Ida Applebroog. K-Mart Village III, 1989. Oil on canvas; 5 panels, 48 × 32 inches overall. Collection of the artist. Photo by Jennifer Kotter. Courtesy Hauser & Wirth.

ART21: Did the feminist movement change the work?

APPLEBROOG: I want to tell you something. I have a real problem with feminism and art. This is something that I’ve always objected to. I never liked the all-women shows. It really does label us, ghettoize us. There are many women around that say “Don’t call me a feminist, that’s a dirty word; let’s not discuss feminism.” And a lot of the younger artists—not that they say that, but they feel: “It has nothing to do with us anymore. We’re able to do all this; we’re able to go out there; we’re accepted; we are the gallery system.”

I remember when Pace had a full-page photograph of his gallery on the cover of the New York Times Magazine. It was all male, but I think there was one woman at Pace at that time. I don’t remember who it was . . .

ART21: Agnes Martin?

APPLEBROOG: Oh, Agnes Martin, of course! The ’80s were a very interesting time because of what happened to the art market, what happened to women. All the things that they worked towards in the ’70s—feminism, Minimalism, Conceptualism, and performance art—it was very exciting. And then came the ’80s, and it became very market driven. I think we lost a lot. Now I hope we’ve reclaimed some of that.

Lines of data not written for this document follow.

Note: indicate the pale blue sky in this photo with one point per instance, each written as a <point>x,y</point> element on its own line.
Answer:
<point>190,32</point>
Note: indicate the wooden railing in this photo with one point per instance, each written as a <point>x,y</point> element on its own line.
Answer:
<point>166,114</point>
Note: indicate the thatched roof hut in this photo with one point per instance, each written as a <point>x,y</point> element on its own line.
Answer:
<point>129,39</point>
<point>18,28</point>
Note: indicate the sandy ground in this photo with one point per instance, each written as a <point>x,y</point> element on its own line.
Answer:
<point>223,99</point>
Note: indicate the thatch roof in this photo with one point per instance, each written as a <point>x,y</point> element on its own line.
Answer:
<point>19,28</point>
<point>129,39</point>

ART21: What about feminism and you?

APPLEBROOG: No, I don’t want to be placed in that crack. I don’t want to have to give anyone that kind of a handle, to place us in such a way that it ghettoizes the entire way of thinking about who’s making art, how art is made. You can make art from today until doomsday, and if they only place you in a show that is about women artists, if that’s the only thing that happens, the only place that they put the women, we’re in trouble. It feels like tokenism again. And it really distresses me.

Ida Applebroog. Marginalia (Isaac Stern), 1992. Oil on canvas; 2 panels, 35 × 39 inches overall. Photo by Dennis Cowley. Courtesy Hauser & Wirth.

ART21: Would you consider yourself a political person?

APPLEBROOG: I don’t even like the word political! I don’t like any words. No, I hate being labeled. I really hate being labeled. I do a lot of work on violence all the time, you know. I’ve also had that come at me: “Why are you so obsessed with violence?” And you know my answer? I look at them and I think, “Why do you say I’m obsessed with violence?” I live in this world; this is what’s going on around me. I can’t change that.

So, when I’m doing the work, it’s like I’m in the studio and I have all this stuff on my back. I have all this baggage, and I try desperately to start working. I’m carrying in how the postman looked at me that morning, what happened in my personal life, what did my dealer say to me, what did my friend say on the telephone—all the different things that go on in your mind: What do I have to do? What appointments do I have?

And then how do you get to do the actual marks on the canvas—where that [baggage] disappears? It takes a long, long time. And then this is not really what you’re doing, but in a way it’s like peeling off the layers, peeling off the layers. And finally you’re not conscious any more of anything being there, and you’re free and you’re working and you don’t know that time has gone by—and it’s hours and hours and hours. But then you have to go back into the real world. And the real world is the world that the six o’clock news is about and your own personal life, because your own personal life is involved in that, also.